Early on, ESCs were expected to provide breakthrough medical treatments. However, ESC research has been a colossal failure. To date, not a single medical condition has been treated using embryonic stem cells. Until this year, the FDA had not approved a human trial for any ESC treatment. After more than 20 years of animal research, scientists do not have a way of preventing tumors caused by uncontrollable growth, immune-rejection of foreign cells and genetic abnormalities caused by ESCs.

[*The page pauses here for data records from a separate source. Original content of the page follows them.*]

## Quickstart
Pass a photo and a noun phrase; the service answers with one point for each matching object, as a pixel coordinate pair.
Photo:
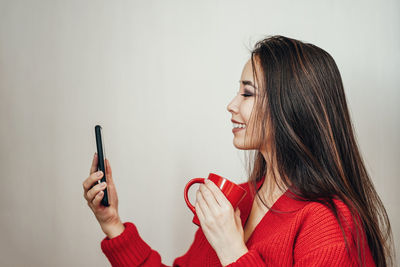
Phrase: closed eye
(246, 95)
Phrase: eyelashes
(246, 95)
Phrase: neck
(273, 187)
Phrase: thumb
(237, 217)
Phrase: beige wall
(158, 76)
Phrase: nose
(232, 106)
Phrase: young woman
(311, 201)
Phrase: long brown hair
(302, 106)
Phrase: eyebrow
(245, 82)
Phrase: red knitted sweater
(305, 234)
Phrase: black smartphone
(101, 163)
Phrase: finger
(209, 198)
(237, 218)
(218, 195)
(91, 180)
(93, 192)
(203, 205)
(199, 213)
(109, 171)
(93, 168)
(110, 183)
(97, 199)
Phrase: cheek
(245, 110)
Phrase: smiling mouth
(239, 125)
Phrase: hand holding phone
(101, 166)
(94, 192)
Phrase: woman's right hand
(107, 217)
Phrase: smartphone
(101, 163)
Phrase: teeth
(239, 125)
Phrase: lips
(232, 120)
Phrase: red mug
(233, 192)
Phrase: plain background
(158, 76)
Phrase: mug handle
(188, 185)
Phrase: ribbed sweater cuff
(251, 258)
(127, 249)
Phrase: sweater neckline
(283, 203)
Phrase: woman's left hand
(221, 225)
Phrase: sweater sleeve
(129, 249)
(251, 258)
(321, 241)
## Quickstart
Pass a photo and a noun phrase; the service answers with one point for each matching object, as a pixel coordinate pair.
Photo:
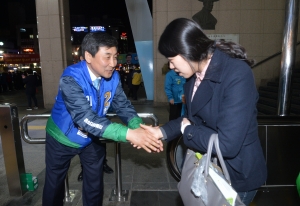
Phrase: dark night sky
(91, 9)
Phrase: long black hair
(185, 37)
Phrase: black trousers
(135, 89)
(58, 158)
(175, 111)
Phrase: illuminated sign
(80, 28)
(21, 58)
(97, 29)
(28, 50)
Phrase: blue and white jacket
(79, 112)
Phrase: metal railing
(116, 195)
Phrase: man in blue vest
(86, 91)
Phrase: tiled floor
(144, 175)
(155, 198)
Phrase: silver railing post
(12, 148)
(69, 194)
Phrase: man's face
(208, 5)
(104, 62)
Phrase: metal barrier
(279, 138)
(117, 194)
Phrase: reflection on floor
(266, 196)
(155, 198)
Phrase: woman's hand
(140, 138)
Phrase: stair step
(268, 101)
(266, 109)
(269, 89)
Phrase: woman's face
(181, 66)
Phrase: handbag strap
(214, 140)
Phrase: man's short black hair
(93, 41)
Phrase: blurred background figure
(30, 82)
(136, 80)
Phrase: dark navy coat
(225, 103)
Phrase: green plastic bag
(298, 184)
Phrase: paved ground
(145, 176)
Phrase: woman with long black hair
(221, 98)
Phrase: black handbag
(204, 183)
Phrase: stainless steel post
(69, 194)
(118, 194)
(288, 56)
(12, 148)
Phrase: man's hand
(154, 131)
(140, 138)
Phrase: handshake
(146, 137)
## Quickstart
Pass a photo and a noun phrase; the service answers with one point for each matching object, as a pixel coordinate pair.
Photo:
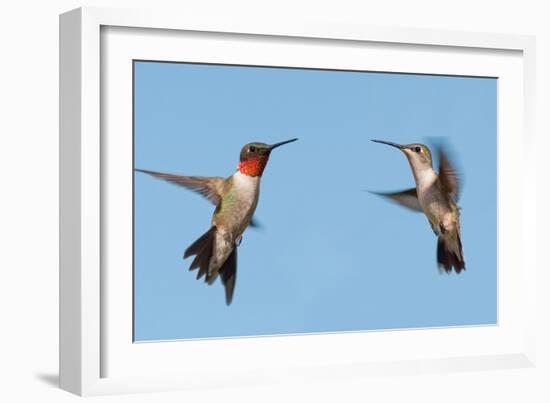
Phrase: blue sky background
(330, 257)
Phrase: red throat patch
(253, 166)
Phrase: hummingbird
(235, 198)
(436, 195)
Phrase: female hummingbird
(436, 195)
(236, 198)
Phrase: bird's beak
(271, 147)
(399, 146)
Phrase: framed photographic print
(246, 202)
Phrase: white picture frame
(96, 354)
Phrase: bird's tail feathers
(202, 248)
(449, 253)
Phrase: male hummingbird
(236, 198)
(436, 195)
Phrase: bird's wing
(210, 187)
(254, 223)
(406, 198)
(448, 176)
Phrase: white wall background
(29, 197)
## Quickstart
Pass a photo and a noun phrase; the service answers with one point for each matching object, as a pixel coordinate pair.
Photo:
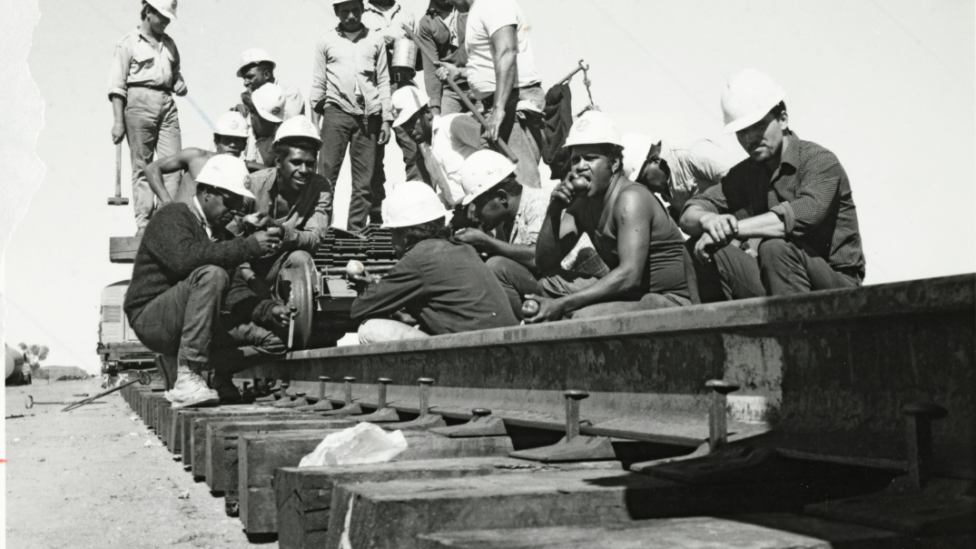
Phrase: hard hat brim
(240, 71)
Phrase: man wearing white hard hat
(502, 205)
(791, 193)
(144, 76)
(442, 284)
(269, 112)
(181, 284)
(629, 228)
(292, 197)
(230, 138)
(502, 74)
(679, 171)
(351, 96)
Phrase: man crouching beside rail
(442, 284)
(630, 230)
(181, 284)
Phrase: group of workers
(636, 223)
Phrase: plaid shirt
(809, 191)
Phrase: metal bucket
(404, 53)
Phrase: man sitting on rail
(230, 138)
(515, 213)
(629, 228)
(181, 283)
(793, 194)
(292, 197)
(442, 284)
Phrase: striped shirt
(809, 191)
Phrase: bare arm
(632, 212)
(504, 47)
(171, 164)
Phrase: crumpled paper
(359, 445)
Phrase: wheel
(295, 289)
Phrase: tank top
(664, 271)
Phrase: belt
(149, 87)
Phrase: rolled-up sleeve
(817, 196)
(383, 84)
(319, 76)
(119, 71)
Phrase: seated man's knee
(210, 275)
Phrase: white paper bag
(364, 443)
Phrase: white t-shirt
(484, 18)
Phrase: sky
(887, 86)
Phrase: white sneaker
(191, 390)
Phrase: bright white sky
(888, 86)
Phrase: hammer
(118, 199)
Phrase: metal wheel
(295, 288)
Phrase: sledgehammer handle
(118, 169)
(461, 95)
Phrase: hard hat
(481, 171)
(252, 57)
(747, 97)
(411, 203)
(593, 128)
(406, 103)
(225, 172)
(269, 100)
(637, 147)
(231, 124)
(297, 126)
(165, 7)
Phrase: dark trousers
(518, 282)
(782, 268)
(186, 321)
(340, 130)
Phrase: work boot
(190, 390)
(226, 390)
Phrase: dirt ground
(97, 477)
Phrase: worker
(230, 137)
(351, 97)
(257, 69)
(501, 71)
(628, 227)
(441, 30)
(678, 172)
(444, 142)
(181, 284)
(144, 76)
(269, 102)
(791, 193)
(441, 284)
(515, 213)
(290, 196)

Meanwhile, adult stem cells provide a constant stream of medical successes. The FDA has approved more than 1,400 human clinical trials involving ASC therapy. The more than 70 human conditions currently being treated because of ASCs includes arthritis, brain tumors, bone, breast, leukemia, liver, lymphoma, ovarian, prostate and testicular cancers, cerebral palsy, congestive heart failure, corneal reconstruction, coronary artery disease, Crohn’s disease, fractures, graft vs. host disease, heart tissue regeneration, immune deficiency, kidney damage, Lupus, multiple sclerosis, nerve regeneration, neuroblastoma, organ replacement, Parkinson’s disease, pulmonary hypertension, sickle cell anemia, spinal cord injury, tendon and ligament damage, type 1 diabetes and more.
Initial concerns regarding adult stem cells’ inability to differentiate into different cell types like ESCs were put to rest in 2007 when Japanese biologists were able to easily reprogram ASCs to an embryonic state. Dr. Anthony Atala of the Institute for Regenerative Medicine at Wake Forest University School of Medicine also used ASCs from amniotic fluid to create “muscle, bone, fat, blood vessel, nerve and liver cells.”

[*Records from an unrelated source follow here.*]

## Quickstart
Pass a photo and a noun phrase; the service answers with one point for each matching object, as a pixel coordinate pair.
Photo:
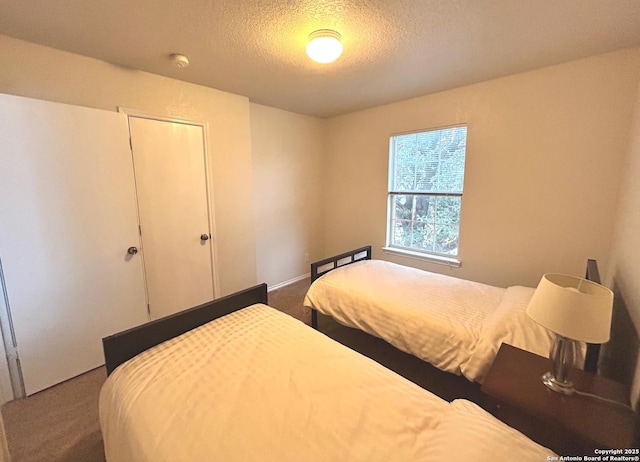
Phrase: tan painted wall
(35, 71)
(545, 154)
(287, 170)
(624, 275)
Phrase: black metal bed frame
(364, 253)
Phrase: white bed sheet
(258, 385)
(454, 324)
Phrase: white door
(169, 164)
(67, 218)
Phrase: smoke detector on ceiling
(179, 61)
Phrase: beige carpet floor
(60, 424)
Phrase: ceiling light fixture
(178, 60)
(324, 46)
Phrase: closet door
(169, 163)
(68, 216)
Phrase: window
(426, 178)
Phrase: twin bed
(245, 382)
(453, 324)
(237, 380)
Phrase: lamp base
(565, 387)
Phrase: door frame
(213, 249)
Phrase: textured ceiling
(394, 49)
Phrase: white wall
(287, 170)
(545, 155)
(35, 71)
(624, 276)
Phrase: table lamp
(575, 309)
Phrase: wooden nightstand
(569, 425)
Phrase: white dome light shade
(324, 46)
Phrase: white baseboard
(290, 281)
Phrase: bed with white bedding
(258, 385)
(454, 324)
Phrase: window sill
(438, 259)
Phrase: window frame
(436, 257)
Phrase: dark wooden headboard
(123, 346)
(321, 267)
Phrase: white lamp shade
(324, 46)
(573, 307)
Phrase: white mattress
(258, 385)
(454, 324)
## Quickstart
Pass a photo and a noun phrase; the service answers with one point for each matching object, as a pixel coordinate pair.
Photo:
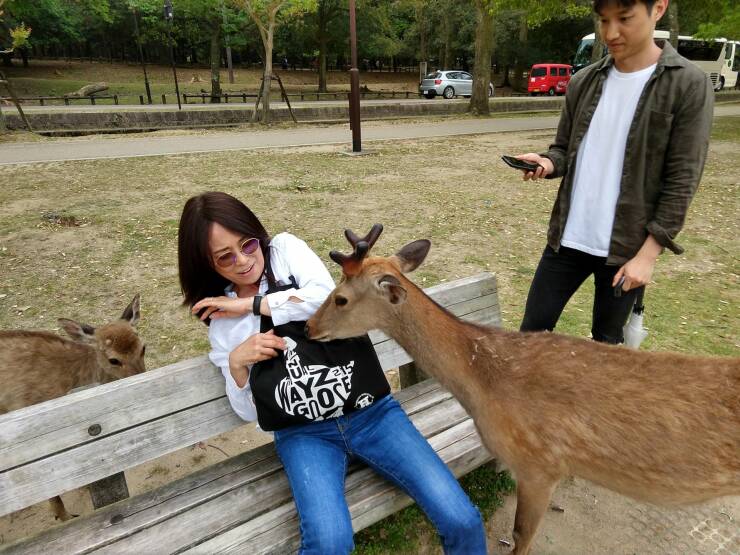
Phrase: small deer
(36, 366)
(659, 427)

In October 2008, a research team at the Salk Institute for Biological Studies produced embryonic-like induced pluripotent stem cells (iPS) from ASCs. Adult stem cells from a variety of sources like bone marrow, umbilical cord blood and placental tissues can now be reprogrammed “to become all the cell types in the human body, including heart muscle cells and dopamine-producing neurons,” according to the Salk report. Dr. Juan Calos Izpisua Belmonte, who lead the research team sees tremendous benefit in this “efficient and practical way of generating patient-specific stem cells, which unlike human embryonic stem cells, wouldn’t be rejected by the patient’s immune system after transplantation.”
According to Director of Education for the National Catholic Bioethics Center Rev. Dr. Tadeusz Pacholczyk, “Research using adult cells is 20 to 30 years ahead of embryonic stem cells and holds greater promise… because stem cells are part of the natural repair mechanisms of an adult body, while embryonic stem cells do not belong in an adult body (where they are likely to form tumors and be rejected as foreign tissue by the recipient). Rather, embryonic stem cells really belong only within the specialized microenvironment of rapidly growing embryo, which is a radically different setting from an adult body.”
Regardless of the ethical questions surrounding ESC research, the utter failure of ESCs to provide any medical benefit juxtaposed with the tremendous benefit already realized through ASCs should be enough “sound science” to direct scarce federal dollars toward research that has a proven history of yielding results. President Obama’s executive order is clearly based on something less than the “soundest science” and he owes the American people an honest explanation for such irresponsible spending and disregard for both scientific results and ethical practices.